Lundi matin, cinq demandes de devis attendent dans votre boîte e-mail. Vous avez deux heures devant vous avant de partir sur un chantier. Par laquelle commencer ? Le réflexe naturel consiste à traiter les demandes dans l’ordre d’arrivée, ou à rappeler d’abord le contact qui semble le plus sympathique. Pourtant, cette approche intuitive fait perdre un temps précieux aux TPE (Très Petites Entreprises) et PME (Petites et Moyennes Entreprises) qui disposent de ressources commerciales limitées. Le lead scoring (notation des prospects), qui consiste à attribuer un score chiffré à chaque demande entrante, offre une alternative méthodique pour concentrer les efforts là où le potentiel de signature est le plus élevé.
L’essentiel à retenir
- Le lead scoring consiste à attribuer des points à chaque prospect selon des critères objectifs pour déterminer lesquels rappeler en priorité.

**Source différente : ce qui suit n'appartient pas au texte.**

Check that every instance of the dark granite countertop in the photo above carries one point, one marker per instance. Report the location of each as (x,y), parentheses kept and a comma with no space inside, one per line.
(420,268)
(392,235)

- Trois familles de critères s’appliquent au bâtiment : démographiques (zone, budget, type de projet), comportementaux (pages consultées, rappels) et temporels (urgence, délai).
- Un simple tableur suffit pour démarrer : pas besoin de CRM (Customer Relationship Management, outil de gestion de la relation client) complexe ni d’équipe marketing.
- Un fichier de données enrichies peut multiplier par 14 le taux de transformation par rapport à un fichier non qualifié (Baromètre du Lead CPA / Altares, 2025).
- La priorisation des leads les plus « chauds » réduit le temps perdu et augmente le taux de conversion de manière mesurable.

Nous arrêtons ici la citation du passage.